Karl Vögtel (geb. 31. Juli 1902 in Mannheim; gest. 18. Mai 1972 in Mettmann) war ein deutscher Metallarbeiter, Kommunist und Widerstandskämpfer gegen den Faschismus.

Leben[Bearbeiten | Quelltext bearbeiten]

Mannheim 1902–1931[Bearbeiten | Quelltext bearbeiten]

Karl Vögtel wuchs in Mannheim auf, besuchte die Volksschule und lernte nach seinem Schulabschluss den Beruf des Maschinenschlossers. 1922 beendete er seine Lehre als Geselle, bestand 1925 die Meisterprüfung. Ein Jahr später trat er in die Kommunistische Partei Deutschlands (KPD) ein. Er war in verschiedenen Mannheimer Betrieben tätig – aufgrund der wirtschaftlichen Lage der Zeit meist nur kurz. Nur in einem Fall sind Auseinandersetzungen mit der Betriebsleitung bekannt. Dort hatte Vögtel in der Betriebszelle der KPD die Funktion des Lit-Obmanns inne, das heißt, er war verantwortlich für die Verteilung von Parteidokumenten und sonstigen Schriften.[1] Außerhalb des Betriebs engagierte sich Vögtel im Arbeiter-Motorrad-Club „Solidarität“.[2]

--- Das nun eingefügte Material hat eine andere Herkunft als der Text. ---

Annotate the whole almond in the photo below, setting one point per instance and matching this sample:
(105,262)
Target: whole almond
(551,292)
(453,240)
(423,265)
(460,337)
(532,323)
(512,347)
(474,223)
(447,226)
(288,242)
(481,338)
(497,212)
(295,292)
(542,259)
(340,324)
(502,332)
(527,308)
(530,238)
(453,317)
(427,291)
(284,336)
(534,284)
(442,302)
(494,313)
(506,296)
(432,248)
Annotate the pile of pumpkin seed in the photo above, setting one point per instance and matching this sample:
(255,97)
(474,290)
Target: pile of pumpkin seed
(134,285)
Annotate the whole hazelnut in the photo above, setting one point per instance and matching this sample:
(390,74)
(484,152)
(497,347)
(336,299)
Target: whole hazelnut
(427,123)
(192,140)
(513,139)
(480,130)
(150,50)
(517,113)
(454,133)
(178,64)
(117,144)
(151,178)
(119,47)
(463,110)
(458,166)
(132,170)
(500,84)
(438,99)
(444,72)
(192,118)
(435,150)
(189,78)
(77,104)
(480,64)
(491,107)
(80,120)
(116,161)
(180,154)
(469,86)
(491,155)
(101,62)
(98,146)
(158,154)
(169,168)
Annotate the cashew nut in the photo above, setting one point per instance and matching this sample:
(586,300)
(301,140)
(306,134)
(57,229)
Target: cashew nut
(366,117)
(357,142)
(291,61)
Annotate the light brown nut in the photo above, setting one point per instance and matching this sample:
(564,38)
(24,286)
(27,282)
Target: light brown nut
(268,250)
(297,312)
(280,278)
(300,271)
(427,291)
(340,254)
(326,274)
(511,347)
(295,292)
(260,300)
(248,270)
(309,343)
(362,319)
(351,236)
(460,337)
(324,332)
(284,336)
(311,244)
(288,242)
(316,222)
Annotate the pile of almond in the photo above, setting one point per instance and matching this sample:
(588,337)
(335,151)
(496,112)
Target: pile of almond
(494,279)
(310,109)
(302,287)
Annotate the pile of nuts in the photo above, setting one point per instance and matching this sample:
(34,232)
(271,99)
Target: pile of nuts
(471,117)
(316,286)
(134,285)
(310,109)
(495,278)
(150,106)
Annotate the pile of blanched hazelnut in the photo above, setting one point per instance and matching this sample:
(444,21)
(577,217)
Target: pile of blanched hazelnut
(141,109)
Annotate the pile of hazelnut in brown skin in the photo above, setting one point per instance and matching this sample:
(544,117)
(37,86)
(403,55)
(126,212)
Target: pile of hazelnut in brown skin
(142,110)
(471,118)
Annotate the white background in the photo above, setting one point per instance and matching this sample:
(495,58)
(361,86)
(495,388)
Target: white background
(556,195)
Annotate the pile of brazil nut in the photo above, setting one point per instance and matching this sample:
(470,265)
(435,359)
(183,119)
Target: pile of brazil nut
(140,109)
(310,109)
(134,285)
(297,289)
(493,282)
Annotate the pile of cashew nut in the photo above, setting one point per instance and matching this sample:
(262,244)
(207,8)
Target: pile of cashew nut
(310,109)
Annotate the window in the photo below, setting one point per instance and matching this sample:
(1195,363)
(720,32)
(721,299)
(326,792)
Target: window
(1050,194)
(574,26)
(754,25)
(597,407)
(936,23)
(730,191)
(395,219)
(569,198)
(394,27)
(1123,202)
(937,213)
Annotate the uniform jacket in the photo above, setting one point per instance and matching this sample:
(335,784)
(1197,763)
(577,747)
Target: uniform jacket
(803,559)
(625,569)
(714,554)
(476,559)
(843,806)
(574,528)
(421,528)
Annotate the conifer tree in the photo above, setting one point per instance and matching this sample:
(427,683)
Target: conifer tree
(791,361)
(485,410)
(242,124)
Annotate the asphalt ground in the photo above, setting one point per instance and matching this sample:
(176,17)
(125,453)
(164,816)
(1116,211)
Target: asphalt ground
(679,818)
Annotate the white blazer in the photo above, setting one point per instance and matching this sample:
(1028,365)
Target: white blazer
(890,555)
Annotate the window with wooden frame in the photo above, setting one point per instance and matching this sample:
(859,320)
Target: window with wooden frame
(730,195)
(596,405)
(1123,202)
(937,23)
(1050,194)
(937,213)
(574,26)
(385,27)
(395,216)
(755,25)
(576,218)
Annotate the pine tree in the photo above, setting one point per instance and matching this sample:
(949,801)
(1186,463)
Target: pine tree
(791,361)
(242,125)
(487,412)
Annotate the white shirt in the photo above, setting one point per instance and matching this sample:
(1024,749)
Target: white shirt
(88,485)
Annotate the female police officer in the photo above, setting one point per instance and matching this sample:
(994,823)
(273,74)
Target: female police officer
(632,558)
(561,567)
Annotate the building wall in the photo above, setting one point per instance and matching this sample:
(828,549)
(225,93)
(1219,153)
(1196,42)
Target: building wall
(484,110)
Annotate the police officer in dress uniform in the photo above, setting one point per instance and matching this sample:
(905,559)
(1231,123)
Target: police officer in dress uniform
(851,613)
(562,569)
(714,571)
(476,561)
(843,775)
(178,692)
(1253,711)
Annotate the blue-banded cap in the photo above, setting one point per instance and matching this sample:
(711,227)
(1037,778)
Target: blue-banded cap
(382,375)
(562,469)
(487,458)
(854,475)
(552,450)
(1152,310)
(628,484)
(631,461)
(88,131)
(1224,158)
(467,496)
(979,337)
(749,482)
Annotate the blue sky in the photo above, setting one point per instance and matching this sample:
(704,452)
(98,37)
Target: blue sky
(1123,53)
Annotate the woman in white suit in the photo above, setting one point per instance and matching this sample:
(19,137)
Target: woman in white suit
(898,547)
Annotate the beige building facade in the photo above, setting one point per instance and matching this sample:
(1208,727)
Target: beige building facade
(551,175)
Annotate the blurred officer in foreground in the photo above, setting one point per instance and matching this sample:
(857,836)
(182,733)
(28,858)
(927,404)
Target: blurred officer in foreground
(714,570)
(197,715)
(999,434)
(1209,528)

Er war mit Aloisia (Luise) Lockemann liiert, die 1927 die Meisterprüfung als Schneidermeisterin ablegte. Ihre Familie stammte aus Österreich, war aber schon nach Mannheim gekommen, als Luise noch ein Kind war. 1928 heirateten Luise und Karl Vögtel.[3]

Sowjetunion 1931–1937[Bearbeiten | Quelltext bearbeiten]

Im Jahr 1931 entschloss sich das Paar, in die UdSSR zu übersiedeln – einerseits in der Heimat immer wieder von Arbeitslosigkeit bedroht, andererseits, um am sozialistischen Aufbau in der Sowjetunion mitzuwirken.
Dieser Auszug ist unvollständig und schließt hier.